Fix potential double-locking of RWMutex in device manager by gzb1128 · Pull Request #136660 · kubernetes/kubernetes

gzb1128 · 2026-01-31T07:29:46Z

The podDevices() function was calling containerDevices() while
holding the read lock, but containerDevices() also attempts to
acquire the same lock. This could cause a deadlock when a writer
tries to acquire the lock between the two RLock() calls.

Introduce containerDevicesLocked() that expects the caller to
already hold the lock, and use it from podDevices() to avoid
nested locking.

Related to #127826

NONE

k8s-ci-robot · 2026-01-31T07:29:55Z

This issue is currently awaiting triage.

If a SIG or subproject determines this is a relevant issue, they will accept it by applying the triage/accepted label and provide further guidance.

The triage/accepted label can be added by org members by writing /triage accepted in a comment.

Details

Instructions for interacting with me using PR comments are available here. If you have questions or suggestions related to my behavior, please file an issue against the kubernetes-sigs/prow repository.

k8s-ci-robot · 2026-01-31T07:29:55Z

Hi @gzb1128. Thanks for your PR.

I'm waiting for a kubernetes member to verify that this patch is reasonable to test. If it is, they should reply with /ok-to-test on its own line. Until that is done, I will not automatically test new commits in this PR, but the usual testing commands by org members will still work. Regular contributors should join the org to skip this step.

Once the patch is verified, the new status will be reflected by the ok-to-test label.

I understand the commands that are listed here.

Details

Instructions for interacting with me using PR comments are available here. If you have questions or suggestions related to my behavior, please file an issue against the kubernetes-sigs/prow repository.

k8s-ci-robot · 2026-01-31T07:30:01Z

[APPROVALNOTIFIER] This PR is NOT APPROVED

This pull-request has been approved by: gzb1128
Once this PR has been reviewed and has the lgtm label, please assign ffromani for approval. For more information see the Code Review Process.

The full list of commands accepted by this bot can be found here.

Details

Needs approval from an approver in each of these files:

pkg/kubelet/cm/OWNERS

Approvers can indicate their approval by writing /approve in a comment
Approvers can cancel approval by writing /approve cancel in a comment

gzb1128 · 2026-01-31T07:32:19Z

/kind bug

gzb1128 · 2026-01-31T07:32:35Z

/priority important-soon

The podDevices() function was calling containerDevices() while holding the read lock, but containerDevices() also attempts to acquire the same lock. This could cause a deadlock when a writer tries to acquire the lock between the two RLock() calls. Introduce containerDevicesLocked() that expects the caller to already hold the lock, and use it from podDevices() to avoid nested locking. Signed-off-by: gzb1128 <591605936@qq.com>

gzb1128 · 2026-01-31T07:36:15Z

/kind bug

gzb1128 · 2026-01-31T07:42:48Z

@ffromani from the original PR #136235. We noticed the original PR has been stagnant for 2 weeks, so we created this new PR to keep the fix moving forward. Would appreciate your review.

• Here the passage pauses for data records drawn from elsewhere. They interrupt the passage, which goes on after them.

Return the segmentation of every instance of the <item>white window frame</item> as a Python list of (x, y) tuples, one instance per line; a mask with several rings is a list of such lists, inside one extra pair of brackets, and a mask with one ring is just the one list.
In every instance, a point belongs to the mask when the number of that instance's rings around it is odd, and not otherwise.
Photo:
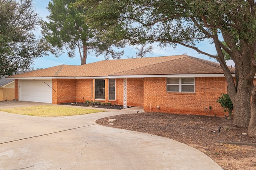
[[(110, 90), (109, 90), (109, 82), (110, 82), (110, 81), (109, 80), (115, 80), (115, 99), (109, 99), (109, 95), (110, 95), (110, 93), (109, 92), (110, 91)], [(116, 79), (108, 79), (108, 100), (110, 101), (111, 101), (111, 100), (113, 100), (113, 101), (115, 101), (116, 100)]]
[[(178, 84), (168, 84), (168, 79), (170, 78), (179, 78), (179, 83)], [(182, 84), (182, 79), (183, 78), (194, 78), (194, 83), (193, 84)], [(195, 83), (196, 80), (195, 77), (167, 77), (166, 78), (166, 92), (174, 92), (174, 93), (195, 93), (196, 91), (196, 83)], [(178, 85), (179, 86), (179, 91), (168, 91), (168, 85)], [(193, 92), (188, 92), (188, 91), (182, 91), (182, 86), (186, 86), (186, 85), (189, 85), (192, 86), (193, 85), (194, 87), (194, 91)]]

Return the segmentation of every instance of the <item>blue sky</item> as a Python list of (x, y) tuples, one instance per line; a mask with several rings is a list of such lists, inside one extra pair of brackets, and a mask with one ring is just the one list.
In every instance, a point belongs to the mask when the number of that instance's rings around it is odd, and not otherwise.
[[(46, 16), (49, 15), (49, 12), (46, 9), (48, 6), (49, 0), (34, 0), (34, 3), (36, 12), (44, 20), (46, 20)], [(40, 34), (40, 31), (38, 29), (36, 31), (36, 34)], [(154, 48), (153, 50), (153, 53), (147, 53), (146, 57), (158, 57), (166, 55), (181, 55), (182, 53), (187, 53), (188, 55), (200, 58), (202, 59), (216, 61), (214, 59), (210, 59), (206, 55), (198, 53), (196, 51), (189, 48), (185, 47), (183, 46), (178, 45), (176, 49), (170, 47), (166, 47), (164, 49), (160, 48), (157, 44), (153, 44)], [(198, 46), (199, 49), (204, 49), (203, 51), (210, 53), (212, 55), (215, 55), (217, 53), (214, 45), (210, 44), (207, 42), (203, 42), (200, 43)], [(136, 51), (137, 51), (135, 47), (128, 46), (125, 48), (124, 54), (122, 57), (122, 59), (128, 58), (127, 56), (130, 57), (135, 56)], [(45, 68), (51, 67), (58, 65), (61, 64), (66, 64), (70, 65), (80, 65), (81, 64), (80, 57), (78, 52), (76, 53), (75, 57), (73, 58), (70, 58), (68, 57), (67, 54), (63, 53), (60, 56), (56, 57), (54, 55), (49, 53), (48, 56), (45, 56), (42, 58), (39, 58), (34, 60), (34, 64), (31, 67), (36, 69), (39, 68)], [(88, 55), (86, 63), (93, 63), (104, 59), (103, 55), (96, 57), (94, 56), (93, 54), (88, 54)], [(232, 62), (228, 61), (228, 65), (234, 64)]]

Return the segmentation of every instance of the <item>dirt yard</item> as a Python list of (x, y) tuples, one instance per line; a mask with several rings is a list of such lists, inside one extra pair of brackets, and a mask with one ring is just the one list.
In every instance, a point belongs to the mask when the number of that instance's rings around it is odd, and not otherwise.
[[(110, 119), (117, 121), (110, 125)], [(161, 136), (186, 144), (208, 155), (224, 170), (256, 169), (256, 138), (242, 134), (247, 133), (247, 129), (234, 127), (231, 120), (144, 112), (105, 118), (96, 123)]]

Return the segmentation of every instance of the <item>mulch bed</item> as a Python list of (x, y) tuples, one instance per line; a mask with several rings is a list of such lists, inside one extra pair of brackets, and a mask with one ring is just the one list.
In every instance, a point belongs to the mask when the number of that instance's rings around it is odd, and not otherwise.
[[(91, 107), (97, 107), (98, 108), (104, 109), (118, 109), (121, 110), (124, 109), (124, 106), (122, 105), (88, 105), (85, 103), (80, 102), (73, 102), (73, 103), (60, 103), (59, 105), (69, 105), (73, 106), (83, 106)], [(132, 107), (132, 106), (127, 106), (127, 107)]]

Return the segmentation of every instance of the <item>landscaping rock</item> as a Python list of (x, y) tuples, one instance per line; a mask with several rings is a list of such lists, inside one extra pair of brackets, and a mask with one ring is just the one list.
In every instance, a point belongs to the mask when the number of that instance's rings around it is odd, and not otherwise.
[(115, 119), (108, 119), (108, 122), (115, 122), (117, 120)]

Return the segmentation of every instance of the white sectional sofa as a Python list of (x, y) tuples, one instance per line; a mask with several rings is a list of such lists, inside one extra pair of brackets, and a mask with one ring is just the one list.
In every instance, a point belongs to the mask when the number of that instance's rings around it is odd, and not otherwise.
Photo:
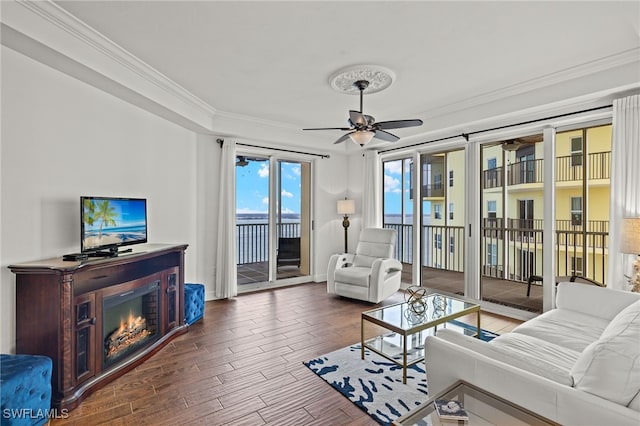
[(640, 294), (561, 283), (556, 306), (491, 342), (427, 337), (429, 394), (465, 380), (563, 425), (640, 425)]

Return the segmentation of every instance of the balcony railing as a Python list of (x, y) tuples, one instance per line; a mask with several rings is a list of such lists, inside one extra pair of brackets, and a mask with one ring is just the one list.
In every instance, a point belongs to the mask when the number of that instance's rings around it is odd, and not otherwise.
[[(482, 275), (526, 282), (530, 275), (542, 275), (541, 219), (482, 219)], [(506, 225), (506, 226), (505, 226)], [(414, 260), (413, 225), (386, 223), (385, 228), (397, 231), (395, 258), (412, 264)], [(281, 237), (299, 237), (299, 223), (277, 226)], [(266, 223), (236, 225), (237, 263), (267, 262), (269, 260), (269, 226)], [(577, 272), (591, 280), (605, 284), (608, 255), (609, 223), (589, 221), (587, 229), (571, 225), (571, 221), (556, 221), (556, 270), (558, 275)], [(424, 244), (422, 266), (447, 271), (464, 271), (465, 234), (462, 226), (422, 227)], [(495, 264), (487, 262), (488, 245), (500, 247)], [(495, 256), (495, 255), (494, 255)], [(576, 259), (582, 259), (585, 271), (577, 269)]]
[(540, 183), (542, 182), (544, 168), (543, 160), (525, 160), (517, 163), (509, 164), (507, 170), (509, 185), (520, 185), (523, 183)]
[[(299, 237), (299, 223), (276, 224), (279, 237)], [(269, 260), (269, 224), (236, 225), (236, 261), (238, 265)]]
[[(519, 161), (507, 166), (509, 185), (540, 183), (543, 174), (543, 159)], [(588, 157), (589, 179), (611, 178), (611, 151), (594, 152)], [(571, 182), (583, 179), (582, 156), (567, 155), (556, 158), (556, 181)], [(504, 182), (504, 167), (482, 171), (482, 188), (500, 188)]]
[(504, 182), (503, 179), (504, 169), (502, 167), (496, 167), (482, 172), (482, 188), (501, 188)]

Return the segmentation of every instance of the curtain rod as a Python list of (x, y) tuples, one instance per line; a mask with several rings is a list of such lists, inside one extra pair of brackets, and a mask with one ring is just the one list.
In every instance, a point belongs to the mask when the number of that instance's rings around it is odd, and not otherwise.
[(464, 139), (467, 140), (467, 142), (469, 142), (469, 136), (471, 136), (471, 135), (476, 135), (476, 134), (485, 133), (485, 132), (491, 132), (491, 131), (494, 131), (494, 130), (508, 129), (510, 127), (522, 126), (523, 124), (531, 124), (531, 123), (537, 123), (537, 122), (540, 122), (540, 121), (553, 120), (555, 118), (568, 117), (570, 115), (582, 114), (582, 113), (585, 113), (585, 112), (591, 112), (591, 111), (597, 111), (597, 110), (600, 110), (600, 109), (611, 108), (612, 106), (613, 106), (612, 104), (609, 104), (609, 105), (604, 105), (604, 106), (599, 106), (599, 107), (594, 107), (594, 108), (589, 108), (589, 109), (583, 109), (582, 111), (567, 112), (567, 113), (564, 113), (564, 114), (552, 115), (550, 117), (536, 118), (534, 120), (528, 120), (528, 121), (521, 121), (520, 123), (505, 124), (504, 126), (491, 127), (489, 129), (476, 130), (474, 132), (469, 132), (469, 133), (460, 133), (458, 135), (446, 136), (446, 137), (443, 137), (443, 138), (433, 139), (433, 140), (426, 141), (426, 142), (414, 143), (413, 145), (405, 145), (405, 146), (401, 146), (401, 147), (397, 147), (397, 148), (389, 148), (389, 149), (385, 149), (385, 150), (382, 150), (382, 151), (379, 151), (379, 152), (380, 153), (385, 153), (385, 152), (397, 151), (397, 150), (400, 150), (400, 149), (413, 148), (413, 147), (416, 147), (416, 146), (426, 145), (428, 143), (440, 142), (440, 141), (444, 141), (444, 140), (447, 140), (447, 139), (455, 139), (455, 138), (464, 138)]
[[(220, 144), (220, 148), (222, 148), (222, 145), (224, 145), (224, 139), (216, 139), (216, 142), (218, 142)], [(251, 145), (251, 144), (248, 144), (248, 143), (239, 143), (239, 142), (236, 142), (236, 145), (248, 146), (250, 148), (270, 149), (270, 150), (273, 150), (273, 151), (290, 152), (292, 154), (313, 155), (313, 156), (320, 157), (320, 158), (331, 158), (331, 156), (329, 156), (327, 154), (316, 154), (316, 153), (313, 153), (313, 152), (294, 151), (292, 149), (269, 148), (269, 147), (264, 147), (264, 146), (259, 146), (259, 145)]]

Add tests to verify the correctness of the RWMutex double-locking fix: - TestPodDevices: Verify multi-container device aggregation - TestContainerDevices: Verify basic functionality - TestPodDevicesConcurrentAccess: Verify concurrent read-write safety The concurrent test uses 10 readers and 5 writers competing for the lock to ensure no deadlock occurs under the fixed implementation. Run with -race flag to detect data races: go test -race ./...

ffromani · 2026-01-31T08:18:23Z

@ffromani from the original PR #136235. We noticed the original PR has been stagnant for 2 weeks, so we created this new PR to keep the fix moving forward. Would appreciate your review.

thanks, but 2 weeks is a pretty normal (trending on lower end) for high-churn opensource projects. Let's see how we can move forward

gzb1128 · 2026-02-12T07:40:14Z

@ffromani

Thank you for the response. You're right - 2 weeks is indeed normal for such a large project, and I apologize for being impatient. I should have waited for the original PR #136235 to progress.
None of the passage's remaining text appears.